Here I collect a few answers I have given to requests for some hints for the assignments:

First, when you create a new table that you want to use later, you need to save the output of your operations in a new data object:

newtable <- oldtable %>% some_operation() %>% another_operation()

Second, to create new variables in a data table you have to use the operation

mutate(newvariable1 = some_function(oldvar1), newvariable2 = other_function(oldvar2))

to add to the existing table or you have to use

transmute(newvariable1 = some_function(oldvar1), newvariable2 = other_function(oldvar2))

to instead replace all variables from the existing table with the new ones you define within the transmute command.
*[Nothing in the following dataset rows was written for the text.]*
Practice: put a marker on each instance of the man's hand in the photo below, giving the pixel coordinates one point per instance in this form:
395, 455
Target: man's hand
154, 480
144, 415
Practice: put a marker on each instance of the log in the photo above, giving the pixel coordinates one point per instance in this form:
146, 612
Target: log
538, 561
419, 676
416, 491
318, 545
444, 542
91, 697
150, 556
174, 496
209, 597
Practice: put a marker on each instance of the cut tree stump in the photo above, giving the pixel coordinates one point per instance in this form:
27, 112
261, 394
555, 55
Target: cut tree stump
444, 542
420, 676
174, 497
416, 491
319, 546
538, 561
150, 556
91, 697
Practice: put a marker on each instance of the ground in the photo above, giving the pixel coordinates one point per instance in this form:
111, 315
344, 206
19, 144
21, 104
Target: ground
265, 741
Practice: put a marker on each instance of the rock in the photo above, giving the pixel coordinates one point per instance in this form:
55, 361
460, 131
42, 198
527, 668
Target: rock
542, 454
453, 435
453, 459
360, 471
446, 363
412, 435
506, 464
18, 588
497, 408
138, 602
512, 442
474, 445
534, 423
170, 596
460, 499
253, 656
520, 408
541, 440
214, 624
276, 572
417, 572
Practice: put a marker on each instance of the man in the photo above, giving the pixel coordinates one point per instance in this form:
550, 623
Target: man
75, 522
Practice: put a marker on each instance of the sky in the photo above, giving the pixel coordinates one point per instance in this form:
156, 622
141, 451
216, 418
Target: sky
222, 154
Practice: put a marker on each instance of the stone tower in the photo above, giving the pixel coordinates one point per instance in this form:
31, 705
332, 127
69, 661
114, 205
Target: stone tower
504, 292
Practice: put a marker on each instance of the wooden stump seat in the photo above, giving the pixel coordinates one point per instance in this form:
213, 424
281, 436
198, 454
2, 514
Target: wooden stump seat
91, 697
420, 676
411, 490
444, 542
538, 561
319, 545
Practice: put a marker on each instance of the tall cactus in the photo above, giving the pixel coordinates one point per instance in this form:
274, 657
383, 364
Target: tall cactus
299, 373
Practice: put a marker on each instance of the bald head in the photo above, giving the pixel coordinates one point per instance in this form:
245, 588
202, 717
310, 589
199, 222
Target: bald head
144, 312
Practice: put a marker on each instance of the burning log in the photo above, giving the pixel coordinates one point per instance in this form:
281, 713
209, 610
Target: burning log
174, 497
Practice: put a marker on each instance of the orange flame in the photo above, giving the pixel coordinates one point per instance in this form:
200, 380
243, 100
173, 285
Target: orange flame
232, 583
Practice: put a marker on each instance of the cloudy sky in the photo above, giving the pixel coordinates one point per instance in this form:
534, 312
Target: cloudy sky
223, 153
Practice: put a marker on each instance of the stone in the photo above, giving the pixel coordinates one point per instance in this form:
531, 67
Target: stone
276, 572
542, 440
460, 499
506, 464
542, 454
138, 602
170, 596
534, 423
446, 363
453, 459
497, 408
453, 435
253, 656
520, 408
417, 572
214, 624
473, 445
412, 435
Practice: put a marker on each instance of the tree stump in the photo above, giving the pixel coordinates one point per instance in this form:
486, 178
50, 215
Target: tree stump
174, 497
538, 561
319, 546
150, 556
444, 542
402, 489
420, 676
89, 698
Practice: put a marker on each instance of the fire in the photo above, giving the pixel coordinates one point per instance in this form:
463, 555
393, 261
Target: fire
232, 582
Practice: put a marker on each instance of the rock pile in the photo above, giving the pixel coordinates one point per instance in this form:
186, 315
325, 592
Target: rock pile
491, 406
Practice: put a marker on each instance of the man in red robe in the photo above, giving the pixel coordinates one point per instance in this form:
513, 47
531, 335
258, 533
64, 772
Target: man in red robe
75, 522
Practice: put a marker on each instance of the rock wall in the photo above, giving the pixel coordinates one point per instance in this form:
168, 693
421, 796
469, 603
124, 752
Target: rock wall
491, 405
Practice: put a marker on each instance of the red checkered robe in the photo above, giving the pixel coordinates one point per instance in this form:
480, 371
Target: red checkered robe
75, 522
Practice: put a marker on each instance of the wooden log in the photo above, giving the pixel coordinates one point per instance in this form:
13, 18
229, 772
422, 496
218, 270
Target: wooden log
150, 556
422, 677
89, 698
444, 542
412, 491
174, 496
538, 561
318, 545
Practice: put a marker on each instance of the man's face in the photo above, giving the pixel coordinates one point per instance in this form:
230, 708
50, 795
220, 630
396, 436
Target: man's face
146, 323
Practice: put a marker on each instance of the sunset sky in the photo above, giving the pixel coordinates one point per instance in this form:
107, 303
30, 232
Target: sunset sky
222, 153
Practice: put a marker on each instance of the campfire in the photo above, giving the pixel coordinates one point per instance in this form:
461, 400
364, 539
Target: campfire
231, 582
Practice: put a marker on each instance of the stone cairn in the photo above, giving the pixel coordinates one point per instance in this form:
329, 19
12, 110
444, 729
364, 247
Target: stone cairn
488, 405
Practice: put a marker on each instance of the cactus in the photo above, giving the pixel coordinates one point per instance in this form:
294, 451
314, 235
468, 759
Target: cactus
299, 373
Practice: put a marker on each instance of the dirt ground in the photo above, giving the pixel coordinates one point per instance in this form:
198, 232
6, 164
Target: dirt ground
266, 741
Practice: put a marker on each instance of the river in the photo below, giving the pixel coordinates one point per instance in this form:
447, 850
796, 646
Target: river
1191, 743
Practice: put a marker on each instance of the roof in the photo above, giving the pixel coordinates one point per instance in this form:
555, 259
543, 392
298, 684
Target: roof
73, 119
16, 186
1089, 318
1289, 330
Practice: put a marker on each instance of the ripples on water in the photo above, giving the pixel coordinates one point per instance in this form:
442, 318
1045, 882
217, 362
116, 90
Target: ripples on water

Third, let’s say x is defined as a numeric vector with x <-c(4,1,2) then, factor(x) will output a data object of class factor with three unique levels (the number of unique entries in the vector x), the names for each level will be the original number as a character:

x <- c(4,1,2)
x
## [1] 4 1 2
y <- factor(x)
y
## [1] 4 1 2
## Levels: 1 2 4

If you want to change the names for the levels, you can define them in the factor command with the option “labels”, the levels and corresponding names of the levels follow the same order:

y <- factor(x, labels = c("eins", "zwei", "!drei"))
y
## [1] !drei eins  zwei 
## Levels: eins zwei !drei